UTMB 2017: UN « FABULEUX COMBAT D’HOMMES »

Le plateau de départ annonçait d’emblée la couleur. Jamais l’UTMB n’avait entraîné autant de ferveur. Le duel entre François D’haene et Kilian Jornet était annoncé. Il a bien eu lieu. De la victoire du «géant», qui n’a jamais aussi bien porté son nom, au premier sacre sur l’épreuve de la catalane Nuria Picas, en passant par l’abandon de Caroline Chaverot ou au retour improbable de Jim Walmsley, l’UTMB a cette année déchaîné les passions. Inévitablement, cette course restera dans les annales. Malgré la météo qui a rendu la course très difficile, le public était au rendez-vous. Retour sur ce week-end exceptionnel.
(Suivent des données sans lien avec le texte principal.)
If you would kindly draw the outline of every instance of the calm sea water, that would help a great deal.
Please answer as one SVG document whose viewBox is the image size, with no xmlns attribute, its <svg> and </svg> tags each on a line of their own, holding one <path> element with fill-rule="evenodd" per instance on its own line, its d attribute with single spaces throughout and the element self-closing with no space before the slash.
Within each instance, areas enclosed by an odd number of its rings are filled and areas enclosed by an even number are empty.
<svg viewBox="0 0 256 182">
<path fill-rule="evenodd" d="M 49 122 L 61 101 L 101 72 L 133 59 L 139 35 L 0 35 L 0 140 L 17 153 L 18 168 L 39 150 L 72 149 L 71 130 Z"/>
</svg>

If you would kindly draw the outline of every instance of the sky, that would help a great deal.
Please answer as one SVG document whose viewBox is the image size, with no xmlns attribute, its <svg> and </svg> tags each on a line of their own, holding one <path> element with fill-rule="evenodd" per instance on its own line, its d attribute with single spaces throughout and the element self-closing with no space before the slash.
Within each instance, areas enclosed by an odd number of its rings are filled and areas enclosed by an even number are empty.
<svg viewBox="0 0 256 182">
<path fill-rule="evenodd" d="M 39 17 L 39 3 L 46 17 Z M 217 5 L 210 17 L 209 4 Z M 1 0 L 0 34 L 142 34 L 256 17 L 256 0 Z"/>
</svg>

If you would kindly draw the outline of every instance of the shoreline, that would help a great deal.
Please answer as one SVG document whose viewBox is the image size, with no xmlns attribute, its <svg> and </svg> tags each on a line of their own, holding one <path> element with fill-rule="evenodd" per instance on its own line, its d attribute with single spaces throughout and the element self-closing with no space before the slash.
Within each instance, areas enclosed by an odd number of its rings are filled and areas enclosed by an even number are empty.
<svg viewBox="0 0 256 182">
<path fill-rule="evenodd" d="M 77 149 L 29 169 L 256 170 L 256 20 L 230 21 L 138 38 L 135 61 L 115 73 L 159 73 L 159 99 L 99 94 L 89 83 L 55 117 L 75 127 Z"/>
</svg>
Si l’on devait ne retenir qu’un nom de ce week-end, ce serait le sien. Déjà lauréat de l’épreuve en 2012 et 2014, François D’Haene a montré qu’il était bien le patron de l’Ultra-trail en ajoutant à son palmarès un troisième succès sur cette épreuve. Vainqueur notamment de la Salomon Gore Tex Maxi-Race (113km, 7100m D+) et du Madeira Island Ultra Trail (112km, 7050m D+) cette année, le pensionnaire du Team Salomon a livré une course d’anthologie. Après avoir passé la nuit avec Kilian Jornet et Jim Walmsley, le vigneron a fait basculer la course à la Fouly. Toujours à l’attaque, François D’Haene a pris la course à son compte et n’a pas attendu de «ramasser les morts». Dans une course maîtrisée de bout en bout, il a fait sauter un par un ses adversaires et a résisté au retour de Kilian Jornet. Une victoire qui ne souffre d’aucune contestation et qui en fait aujourd’hui le numéro 1 incontesté de la discipline. Mais au delà de cette victoire, au delà du fait que François D’Haene gagne quasiment tout en Ultra-trail, ce qu’on retiendra c’est sa simplicité, son humilité. Ses propos tenus sur la ligne d’arrivée, dans lesquels il a tenu à remercier en premier lieu les personnes qui l’assistent au quotidien, n’ont fait qu’exacerber ce trait de caractère. S’il n’avait plus rien à prouver, François D’Haene a confirmé ce week-end qu’il était un athlète d’exception.

 

« Un fabuleux combat d’hommes »

Quand on parle d’athlète d’exception, on ne peut omettre de parler de Kilian Jornet. Trois fois vainqueur de l’épreuve, l’espagnol a cette fois dû se contenter de la deuxième place. Si ce résultat n’est pas celui qu’il était venu chercher, l’espagnol n’a pas de regrets à avoir. Compétiteur dans l’âme, il s’est battu avec panache et courage, mais est tout simplement tombé sur plus fort que lui. Coureur le plus polyvalent au monde, Jornet a choisi de participer à l’UTMB au vu du plateau annoncé afin de se frotter aux meilleurs coureurs mondiaux. Il a ainsi pris le risque de se faire battre, chose extrêmement rare. Au terme de ce «fabuleux combat d’hommes» (selon les mots de Jean-Michel Faure Vincent, manager du team salomon), l’espagnol n’a pu que s’incliner face à son ami François D’Haene. Si Kilian Jornet répond toujours présent sur n’importe quel format de course, cet UTMB aura eu pour mérite de mettre en avant une chose trop souvent négligée par les observateurs: un 80 ou un 100km n’est pas un Ultra-trail. Et aujourd’hui, le maître de cette discipline est bien François D’Haene.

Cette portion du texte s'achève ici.